The headline results • The intergenerational correlation rises from .176 to .290 with a sample of around 2000 sons in each cohort. • We focus here on children with both parents present but this does not affect the results. • Cross tabulations of origin and destination social class do not reveal any change in social mobility. • Results for class mobility do not change when the sample is limited to those with valid income reports. • Findings are confirmed by using log-linear modelling which find a stronger association between 5 category social class than 5 category income (much weaker for 1958 cohort). • E&G make a lot of this, but we don’t see the comparison as legitimate.
Decomposing income mobility 15% of rise comes from terms associated with father’s social class 30% of total rise is explained by income predicted by Xs. 55% is a consequence of residual terms.
Upper and lower bounds • Lower bound: We have shown that 45% of the increase in r is attributable to hypotheses 1 and 2. This is nonetheless a significant change. • But what about the rest? • Hypothesis 3 states that residual permanent income could also have increasing persistence, but we can’t identify this element. • Upper bound: Assume that the change in persistence in residual permanent mirrors that of other components and the relative size of the variance follows the BHPS. This explains 100% plus of the change we find. • The alternative hypothesis is that the other 55% is generated by error and there is no increase in persistence through epsilon.
Is there more error in the NCDS? • Three-day week. No difference between β for incomes measured during and after three-day week. • Income distributions are compared with FES for relevant years, nothing obvious. • The relative size of beta and r indicate no measurement problem. • No evidence of more variance in residual income in first cohort. • Erikson and Goldthorpe (2009) notice that fathers’ social class explains less of the variation in family income in the 1958 cohort. G&E find 9% v 22%. • There is evidence of a similar pattern from the GHS in these years.

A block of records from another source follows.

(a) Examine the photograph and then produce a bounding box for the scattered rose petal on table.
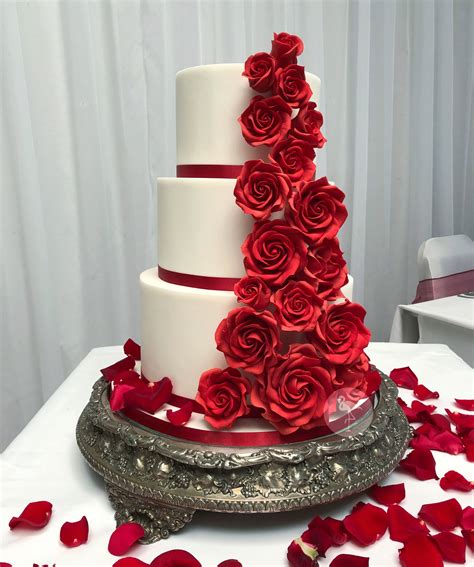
[418,498,462,532]
[390,366,418,390]
[108,522,145,556]
[399,449,439,480]
[439,471,474,492]
[431,532,466,563]
[343,503,388,546]
[123,339,141,360]
[150,549,202,567]
[166,401,193,426]
[398,534,443,567]
[59,516,89,547]
[454,398,474,411]
[329,553,369,567]
[387,504,429,543]
[8,500,53,530]
[368,482,405,506]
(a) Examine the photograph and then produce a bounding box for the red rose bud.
[242,220,307,288]
[272,280,324,331]
[251,344,334,435]
[274,65,313,108]
[234,276,271,311]
[310,300,370,364]
[268,135,316,187]
[292,102,327,148]
[238,95,291,146]
[271,32,304,67]
[242,52,276,93]
[196,368,251,429]
[234,160,292,221]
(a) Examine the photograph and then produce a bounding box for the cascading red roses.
[196,368,251,429]
[242,220,307,287]
[250,344,334,435]
[242,52,276,93]
[304,238,349,301]
[275,65,313,108]
[215,307,280,374]
[239,95,291,146]
[271,32,304,67]
[268,135,316,187]
[309,300,370,364]
[234,276,271,311]
[285,177,347,243]
[234,160,292,220]
[272,280,324,331]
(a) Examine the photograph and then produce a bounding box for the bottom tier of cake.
[140,268,353,398]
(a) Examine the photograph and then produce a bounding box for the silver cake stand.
[76,375,412,543]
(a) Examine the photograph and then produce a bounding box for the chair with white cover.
[413,234,474,303]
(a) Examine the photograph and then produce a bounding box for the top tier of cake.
[176,63,321,166]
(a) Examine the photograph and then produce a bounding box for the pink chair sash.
[413,270,474,303]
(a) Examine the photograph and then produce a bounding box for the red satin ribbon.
[176,163,242,179]
[121,397,372,447]
[158,266,240,291]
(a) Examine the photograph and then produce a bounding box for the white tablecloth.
[0,343,474,567]
[390,295,474,366]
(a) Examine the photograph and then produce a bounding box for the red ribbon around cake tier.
[176,163,242,179]
[158,266,240,291]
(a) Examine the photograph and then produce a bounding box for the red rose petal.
[398,534,443,567]
[400,449,439,480]
[329,553,369,567]
[101,356,135,382]
[460,506,474,530]
[108,522,145,556]
[166,401,193,425]
[390,366,418,390]
[343,504,388,546]
[418,498,462,532]
[59,516,89,547]
[439,471,474,492]
[123,339,141,360]
[413,384,439,401]
[431,532,466,563]
[112,557,150,567]
[454,398,474,411]
[387,504,429,543]
[8,500,53,530]
[369,482,405,506]
[150,549,202,567]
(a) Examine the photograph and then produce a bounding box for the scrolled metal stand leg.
[105,482,195,543]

Changes in transitory income? • In a previous paper we showed that transitory error in men’s earnings had declined. • If this was also true for family income then it could explain some of the change in persistence. • However, we don’t know that it is. • The persistence of the within-class component of income has also expanded, implying that class may have become a poorer measure of permanent income. • The jury’s out on this question, the impact of transitory variation is less clear-cut than is proposed by E&G.

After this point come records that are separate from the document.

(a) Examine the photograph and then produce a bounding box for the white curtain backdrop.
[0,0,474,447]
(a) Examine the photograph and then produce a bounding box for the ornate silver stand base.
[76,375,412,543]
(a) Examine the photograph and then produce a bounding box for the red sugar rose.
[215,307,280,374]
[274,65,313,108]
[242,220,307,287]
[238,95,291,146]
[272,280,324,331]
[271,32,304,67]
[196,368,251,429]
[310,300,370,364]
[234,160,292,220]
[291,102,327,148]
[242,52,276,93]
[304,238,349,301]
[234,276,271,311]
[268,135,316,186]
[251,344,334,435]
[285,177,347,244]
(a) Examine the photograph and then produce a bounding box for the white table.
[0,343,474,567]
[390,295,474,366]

Conclusions • Decomposing the intergenerational persistence of income shows clearly that the increase in persistence between cohorts is not entirely due to differential measurement error. • Under reasonable assumptions all of the change can be shown to be a consequence of increased persistence of within group inequality. • E&G say “in any event, it would appear that the class mobility regime more fully captures the continuity in economic advantage and disadvantage that persists across generations.” • We disagree, social class explains a very small amount of the variation in permanent income, and will be worse as families increasingly differ from the breadwinner model.
Other quotes • E& G - class position would appear to be a better proxy than at least the one-shot measures of current income that Blanden et el. have to use for the concept of ‘economic status’. • BUT E&D produce no real evidence for this. • Because social class fluidity does not change much ‘it would appear more relevant if it were on class mobility rather than income mobility that the long-running political debate should focus’ • This does not seem to be a good argument.